I stop, considering her honest confusion, her inability to understand why I'm so upset when she uses Edith's voice. Her use of Joanna's voice when Bones is stressed or frightened.
"Why is the Enterprise playing host to a woman with butterfly wings in the first place?" Bones asks, the next time we are together, eating. "Why would a ghost-or anything- be haunting this ship?"
"If you insist on calling it a 'ghost', doctor, I can not tell you." Spock sits back slowly. "However, there are any number of races we have yet to encounter, and we have seen that a few of those are capable of getting onto the ship in the most unconventional methods. And if 'it' is not a living being, there are anomalies in space that can cause bizarre events on a ship." Here he pauses, giving us both a don't get carried away look, or the Vulcan variation on such. "There are no life forms registering in this sector of the galaxy, however-including the one on this ship."
"So she's either hiding her presence from the ship's scanners somehow, or-"
"-not a life form."
"Which could mean she is an android-"
"Or a ghost." I finish, and can't help but grin at the subtle, exasperated look he gives me. Spock's never been a hard read; not for me, and not for McCoy, and I can't see why anyone would believe his claims of 'not feeling'. Sure, Bones forgets it from time to time, but he never honestly believes Spock doesn't feel; and neither do I.
These moments cement it.
I grin in return, propping my chair back-and as I do so, something tickles over the back of my neck. Every single hair on my body stands straight up, and I yelp at the cold, light touch, slapping a hand to the offended spot.
"Jim?" McCoy asks, and no sooner does he say it then I hear him curse and jump. Apparently she got to him, too, because there is an impish little giggle.

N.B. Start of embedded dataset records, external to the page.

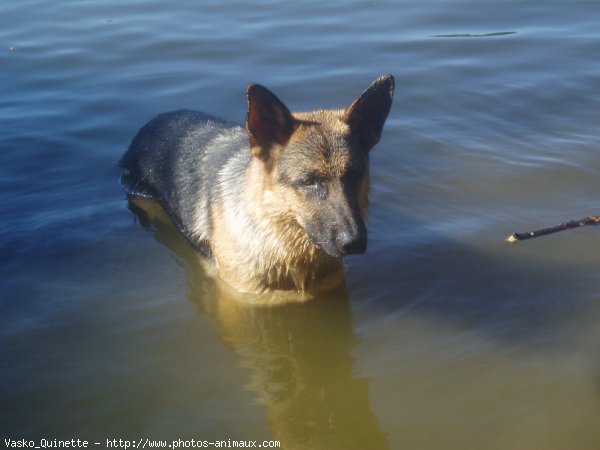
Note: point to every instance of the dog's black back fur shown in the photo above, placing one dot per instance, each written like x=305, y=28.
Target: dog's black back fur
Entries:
x=176, y=158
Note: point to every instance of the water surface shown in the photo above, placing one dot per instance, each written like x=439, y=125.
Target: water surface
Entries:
x=444, y=335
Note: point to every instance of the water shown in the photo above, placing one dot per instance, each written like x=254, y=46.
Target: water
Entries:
x=445, y=336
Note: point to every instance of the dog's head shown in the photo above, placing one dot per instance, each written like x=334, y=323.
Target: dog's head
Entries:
x=316, y=164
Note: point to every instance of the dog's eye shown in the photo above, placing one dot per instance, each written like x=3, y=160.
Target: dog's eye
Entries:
x=309, y=181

And then, suddenly, she is there, in all her butterfly winged glory, and hovering just an inch above the ground with her nose so close to Spock's it looks like she might kiss him. Her hands are on his wrists, and she's grinning that bright little-girl grin.
"I'm real as real, silly." She chirps, and if I was not holding my breath and waiting for whatever was going to happen, I would have laughed aloud at anyone calling Spock 'silly'. She tips her head again, and this time-
"So serious, Spock," She coos, and that is Amanda Greyson's voice as sure as I am sitting here, perfect in pitch, cadence, everything just as I remember her sounding. She reaches out to pat his cheek-he stops her smoothly, and she lands, staring at his hand gripping hers.
"Oh," She whispers, lifting her eyes to his. "Oh!" And suddenly she wrenches, twisting, throwing herself away from him.
"Spock-"
"-the hell?-"
Myself and McCoy, respectively. Bones is out of his seat insantly and the second Spock lets go of her, the girl flings herself towards me, staring up with those strange eyes now filled with tears.
"Jim Kirk!" She cries, in her own voice, not Edith's. She sounds like she's about to sob. A woman crying has never been something I handle well, and instinct had me reaching for her, making shushing sounds already in my throat before I even know I'm doing it.
But she's gone before my arms can make contact, leaving only a shaken Bones, an altogether too calm Spock, and a completely bewildered James Kirk in the room.